Social media health communities have been quietly reshaping healthcare as part of a growing trend to raise awareness and empower patients. Some medical professionals caution, however, that these websites might contain inaccurate or unsubstantiated information.
It is the next step in the evolution of social gatherings, but with wider reach. Instead of asking a friend or acquaintance to recommend a good doctor or explain how they are coping with disease, you can connect with a larger online community for all sorts of advice and health-related information.
“The Internet allows these conversations to expand beyond our typical geographic confines and connects us with like people faster than ever before,” said Colleen Young, Community Director at Mayo Clinic Connect. The Mayo Clinic was one of the early adopters of social media channels to further health-related discussion.
Engaging with others in a user community has clear benefits that help patients get more out of their professional health encounters, said Professor Eivor Oborn of Britain’s University of Warwick in an email. Oborn recently did research on the benefits of social media health communities.
There are numerous social health communities, such as Mayo Clinic Connect, Health Unlocked and Mumsnet, to name a few. They all have different purposes, functions, and corresponding limitations. Some are frequented by doctors who answer questions and offer advice. Others are patient-based information exchanges.
Exchanging referral advice for doctors and clinics and personal knowledge about side effects of medications, for example, boosts patients’ confidence in their medical community. It helps them ask more informed questions, and it also narrows the knowledge gap between patients and clinicians.
When the information is accurate, Oborn said it empowers patients to engage in a deeper way with their treatment process so that it “can have important positive impacts.” She cautioned that some of these communities could include misinformation, however, which might be misused for self-diagnosis, or might offer bad advice to patients looking for help.

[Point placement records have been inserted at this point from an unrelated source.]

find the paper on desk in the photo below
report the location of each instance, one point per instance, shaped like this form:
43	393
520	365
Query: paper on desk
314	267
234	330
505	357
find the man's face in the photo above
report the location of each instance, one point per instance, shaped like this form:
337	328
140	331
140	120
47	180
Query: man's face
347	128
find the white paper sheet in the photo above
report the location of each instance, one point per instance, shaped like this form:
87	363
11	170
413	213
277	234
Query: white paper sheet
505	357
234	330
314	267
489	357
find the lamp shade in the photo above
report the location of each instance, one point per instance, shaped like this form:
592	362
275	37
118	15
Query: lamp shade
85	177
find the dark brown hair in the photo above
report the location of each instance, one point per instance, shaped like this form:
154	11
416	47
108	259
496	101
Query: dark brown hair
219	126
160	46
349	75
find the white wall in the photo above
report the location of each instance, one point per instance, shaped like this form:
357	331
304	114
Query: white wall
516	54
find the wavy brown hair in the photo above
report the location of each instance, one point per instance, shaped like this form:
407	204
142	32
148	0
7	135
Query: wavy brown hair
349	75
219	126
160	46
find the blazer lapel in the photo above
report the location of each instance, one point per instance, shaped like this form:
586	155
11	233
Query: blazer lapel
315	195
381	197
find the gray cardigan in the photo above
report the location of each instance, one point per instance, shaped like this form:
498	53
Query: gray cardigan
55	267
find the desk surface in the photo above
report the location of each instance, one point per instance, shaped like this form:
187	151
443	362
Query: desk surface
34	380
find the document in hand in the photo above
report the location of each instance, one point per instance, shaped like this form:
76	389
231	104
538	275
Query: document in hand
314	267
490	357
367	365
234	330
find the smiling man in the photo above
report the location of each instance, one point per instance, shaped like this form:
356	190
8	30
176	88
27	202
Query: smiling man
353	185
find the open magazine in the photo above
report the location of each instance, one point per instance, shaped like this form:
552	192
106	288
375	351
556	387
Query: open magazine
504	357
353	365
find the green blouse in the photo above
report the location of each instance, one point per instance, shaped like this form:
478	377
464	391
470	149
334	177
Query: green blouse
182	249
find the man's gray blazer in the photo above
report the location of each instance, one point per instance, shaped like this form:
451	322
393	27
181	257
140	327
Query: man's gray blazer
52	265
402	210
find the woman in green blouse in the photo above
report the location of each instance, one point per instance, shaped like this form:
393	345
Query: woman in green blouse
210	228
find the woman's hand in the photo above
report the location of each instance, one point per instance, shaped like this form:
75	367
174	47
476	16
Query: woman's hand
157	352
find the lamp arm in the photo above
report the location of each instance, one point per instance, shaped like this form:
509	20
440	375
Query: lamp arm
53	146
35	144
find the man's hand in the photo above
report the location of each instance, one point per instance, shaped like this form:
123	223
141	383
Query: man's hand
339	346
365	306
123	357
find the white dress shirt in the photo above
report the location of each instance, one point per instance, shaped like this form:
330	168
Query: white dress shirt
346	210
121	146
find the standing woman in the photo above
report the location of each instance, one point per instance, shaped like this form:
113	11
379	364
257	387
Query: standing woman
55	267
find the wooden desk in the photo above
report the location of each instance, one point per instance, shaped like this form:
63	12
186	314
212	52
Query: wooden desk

It is a balancing act between risk and benefit, she added. And her advice is that information from any type of website, particularly an online patient community, “should never replace medical contact, but should serve as an adjunct.”
Nitin Damle, president of the American College of Physicians and a practicing internist, also advised caution when viewing information on social health websites that is not medically substantiated.
While social health communities can be “of value if they do provide accurate information, support groups for patients, and recommend consultation with your internist for further care,” he said some of them might perpetuate the “spread of false information or generate patient anxiety about their medical condition.”
In some cases, “the information is not contextualized and [patients] need to bring their questions and concerns to their internist for proper vetting and accurate information about their particular clinical circumstance,” he said in an email.
Damle, who practices in areas with a high prevalence for Lyme disease, said patients often search the Internet and social media communities for support and more information about this disease, but they sometimes find “the information is inaccurate in regards to testing, patterns of infection, symptoms and diagnoses. This includes ‘chronic Lyme disease,’ which is not recognized in the peer- reviewed medical literature.”
Sometimes, “patients then will come in with many questions, demands for treatment, and misconceptions, which need to be sorted out,” he added.
Young conceded there are concerns among health care providers about the consequences of sharing misinformation through social media. But she said that has provided the Mayo Clinic with an opportunity “to join the conversations and provide evidence-based information to augment information and in some cases, correct misinformation.”
“Social media is ubiquitous and can’t be ignored,” she added. “One doesn’t have to look far these days to find patients and clinicians using social media wisely.”
When approached with caution, Oborn said social media communities enable “new possibilities that can be very positive” and that cannot be achieved through research trials or formal health care systems.